Living with Gratitude

Week 139 – November 12, 2022 – Sustainability & Grit

Oh my. Thank goodness for a long weekend. I needed a break. For the last two nights, I took liberty and indulged in a full-night’s sleep (and napped periodically during the day in my LazyBoy chair under my electric blanket). I really appreciate rest and enjoy “being a person.” I think I’m caught up on food shopping. My apartment is clean (except my kid’s bedroom… that’s her responsibility). And, I have recycled, dishes are being washed, and I’m cooking at home (as often as I can). I even woke this morning and opted to get back on the WW train, not for weight loss, but for health reasons.

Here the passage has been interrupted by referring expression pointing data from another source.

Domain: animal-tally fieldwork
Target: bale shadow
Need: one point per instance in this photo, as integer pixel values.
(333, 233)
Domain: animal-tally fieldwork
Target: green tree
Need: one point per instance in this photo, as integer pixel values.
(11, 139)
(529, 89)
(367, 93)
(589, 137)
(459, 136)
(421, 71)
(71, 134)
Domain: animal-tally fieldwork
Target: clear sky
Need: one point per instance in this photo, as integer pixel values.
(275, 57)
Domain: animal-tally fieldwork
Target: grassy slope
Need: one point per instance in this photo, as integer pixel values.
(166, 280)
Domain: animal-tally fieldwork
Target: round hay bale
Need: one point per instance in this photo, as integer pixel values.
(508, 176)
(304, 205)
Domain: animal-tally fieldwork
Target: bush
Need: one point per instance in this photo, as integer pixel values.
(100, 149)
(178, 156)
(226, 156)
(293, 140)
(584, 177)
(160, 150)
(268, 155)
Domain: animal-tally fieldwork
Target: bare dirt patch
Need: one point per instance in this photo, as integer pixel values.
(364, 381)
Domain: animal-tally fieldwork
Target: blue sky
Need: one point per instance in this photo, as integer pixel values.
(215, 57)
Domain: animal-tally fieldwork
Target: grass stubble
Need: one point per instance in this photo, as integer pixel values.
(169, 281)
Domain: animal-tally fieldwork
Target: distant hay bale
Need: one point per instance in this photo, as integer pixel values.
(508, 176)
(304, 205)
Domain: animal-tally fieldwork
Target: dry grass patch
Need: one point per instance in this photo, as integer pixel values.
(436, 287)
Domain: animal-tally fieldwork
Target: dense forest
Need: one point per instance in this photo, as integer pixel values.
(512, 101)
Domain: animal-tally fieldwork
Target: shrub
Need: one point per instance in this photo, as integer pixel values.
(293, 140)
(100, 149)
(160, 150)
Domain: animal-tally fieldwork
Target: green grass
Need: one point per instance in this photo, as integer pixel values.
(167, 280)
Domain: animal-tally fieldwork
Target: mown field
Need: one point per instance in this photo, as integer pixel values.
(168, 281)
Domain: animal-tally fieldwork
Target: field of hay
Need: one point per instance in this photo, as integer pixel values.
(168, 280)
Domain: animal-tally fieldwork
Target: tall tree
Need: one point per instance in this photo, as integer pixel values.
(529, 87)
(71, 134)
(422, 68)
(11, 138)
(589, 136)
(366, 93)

I am brought back to my academic coaching over the summer and I am reminded of the ongoing theme of SUSTAINABILITY. What is sustainable? What are my goals? What am I willing and wanting to do? The other thing I am reminded of is doing less service work as I need to focus on my research work (even though I don’t get paid for that) and my teaching (which is extraordinary to maintain 5 courses in one term). No one blinks but it is something that I have to do (and want to do) to move forward in this industry of higher education, academia, and research. I need to make the time.

What I am realizing is, I can’t be tired or feel like I’m in crisis such that I’m only reacting. To be present, I need to feel rested and I need to be healthy. I will admit, I have never felt better emotionally and spiritually, but I really noticed during my curling game last night that I was on top of my game. I was not going to let the opponent’s grief or havoc affect how I was feeling and the quality of my play. They were not the most positive at moments during the game and I had to be clear about my boundaries, internally and externally. Thank goodness for rules in the game.

I was also brought into reflection during the game thinking to myself that I’ve been here before. The feelings were familiar. The difference was I would pause, support my team, and play my best (as I was ignoring the opponent, while being pleasant). I was not going to let them play into my sense of self efficacy and my performance. It was clear that I have to bring that mindset and way of being into my work and relationships. It’s ok for me to feel confident, be firm, and set clear boundaries. I don’t have to justify my actions, as long as I am playing within the rules of the game.

Gosh, I am so grateful for CURLING. I’ve learned so much about life and leadership from curling, and I appreciate that I continue to learn from the game. Even though it was only a game last night, it was a discrete life lesson of what’s possible and what I am able to do. I am strong and I can stand up for myself. I can live with my integrity without having to question or self-doubt myself (as long as I willing accept full responsibility of the consequences and treat people with respect and compassion). I don’t have to compromise for the soul purpose of connection. I’m better than that.

I reached my max on Thursday, then attended a university sports fundraising event that night to the keynote speaker, Kaleb Dahlgren, best selling author and survivor of the Humboldt Broncos. His story was compelling and what I had learned from his story was, you are in control of how you respond and react to situations. It’s about perspective and your mindset. “Enjoy the Grind.” I had the opportunity to speak with Kaleb informally after his keynote and I asked him how he knew he was healed. He said, he has no more triggers. I get that. True freedom… and living with gratitude.